The start of a love affair
“I grew up in a family where music was not only encouraged, but instruments were learnt and played,” says Clynton. “I’ve always had a fondness for the guitar. However, it wasn’t until college that I took up the classical guitar seriously. I taught myself, right from reading musical notes to actually playing the instrument. However, I still have a long way to go and I am constantly learning more each day as I believe that learning never ends. Be it the piano, flute, guitar, or any musical instrument, you need to devote time and effort to it. Unless you put your heart and soul into what you love, you won’t be able to achieve it. With my busy schedule and commitments, finding time for playing has becoming increasingly difficult. However, I make sure to practice regularly. For a very short period of time I even played professionally (on the side) at Searock hotel in Bandra, Mumbai. At the time, my office was at Nariman Point, and every day after work I would go there to play in the evening. However, it was a short lived stint, as soon afterwards I had to move to Dubai for my job.”
Celebrating the classical
“What attracted me to the classical guitar is the intricacy and skill involved in playing it. Unlike contemporary genres, in which you play using a plectrum, in classical guitar you use all your fingers to extract the notes and produce the melody. Classical guitar demands an enhanced and additional set of skills for playing, and the music that comes out of it is of a much higher level than a regular lead or rhythm guitar. The complexity of the notes and the range of music that one can get from a classical guitar completely mesmerises me, which is why I love it. Two of my greatest inspirations are Andrés Segovia, who is widely revered as one of the greatest guitarists of all time as well the grandfather of the classical guitar, and Julian Bream, another classical guitar maestro of the 20th century. Both are virtuoso Spanish classical guitarists.”
Of dreams and wishes
“During my college days I considered pursuing the guitar professionally, but the allure of IT changed the course of my career and life. Once I got into IT I found it to be like a tiger’s back, I couldn’t jump off. However, I have no regrets, and during family celebrations, get-togethers, and even at office functions, I do play the guitar occasionally. One of my greatest desires, even to this day, is to someday finally play at a small concert; nothing too big, but just the experience of playing music in front of a small audience. I am currently undergoing a bit of voice training, and sing a lot of country music as well. So I am looking to get into music in a bigger way. I don’t wish to become a star performer or a great musician, but yes, it is one of my greatest dreams to be able to play my music in public, for a small group of people, and watch them enjoy it.”
Martial arts journey
“Apart from music, I also love martial arts. It’s not just a hobby, but rather a form of discipline. I have been fascinated with it since my school days. In college I reconnected with a school friend who conducted Kung Fu classes. Through him I learnt more about Chinese martial arts, as well as some of the great Kung Fu masters and several other styles of martial arts. I learnt with him and practised for four years. It slowly became a way of life for me, and I used to spend around three to four hours each day on training and practice.

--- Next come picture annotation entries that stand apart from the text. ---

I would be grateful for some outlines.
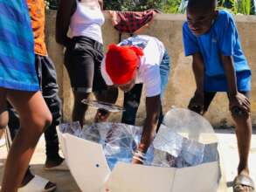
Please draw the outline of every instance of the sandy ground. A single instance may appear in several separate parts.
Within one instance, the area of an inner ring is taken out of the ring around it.
[[[236,175],[236,168],[238,164],[237,141],[234,134],[234,129],[216,129],[218,138],[218,148],[220,154],[220,164],[222,170],[222,179],[218,192],[231,192],[232,181]],[[7,149],[5,147],[0,147],[0,181],[3,178],[3,164],[6,160]],[[45,140],[41,137],[36,149],[36,153],[31,160],[31,167],[32,171],[41,176],[44,176],[58,184],[57,192],[79,192],[80,191],[71,175],[69,171],[45,171],[44,163]],[[254,163],[253,163],[254,162]],[[253,179],[256,182],[256,130],[254,130],[251,154],[250,169]]]

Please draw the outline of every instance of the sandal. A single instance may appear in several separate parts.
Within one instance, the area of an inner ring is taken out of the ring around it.
[[[46,168],[45,166],[44,169],[45,171],[68,171],[69,170],[65,160],[59,165],[52,167],[52,168]]]
[[[51,187],[45,189],[50,184]],[[55,183],[36,175],[25,186],[19,188],[17,192],[52,192],[54,191],[56,188],[57,186]]]
[[[251,177],[239,175],[233,181],[233,192],[243,192],[242,189],[247,187],[250,192],[254,191],[254,183]]]

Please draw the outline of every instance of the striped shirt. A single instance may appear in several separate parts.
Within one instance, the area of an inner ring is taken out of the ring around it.
[[[39,90],[25,0],[0,0],[0,87]]]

“Eventually, however, IT took precedence and the training petered out. So now, in order to keep in touch with my training and retain what I had learnt, I have recently started learning and practicing Tai Chi, which is a slow moving martial art. Also known as ‘Moving Yoga’, it involves a lot of deep breathing and movement co-ordination, which are extremely helpful in staying fit, while revitalising my training and lessons.”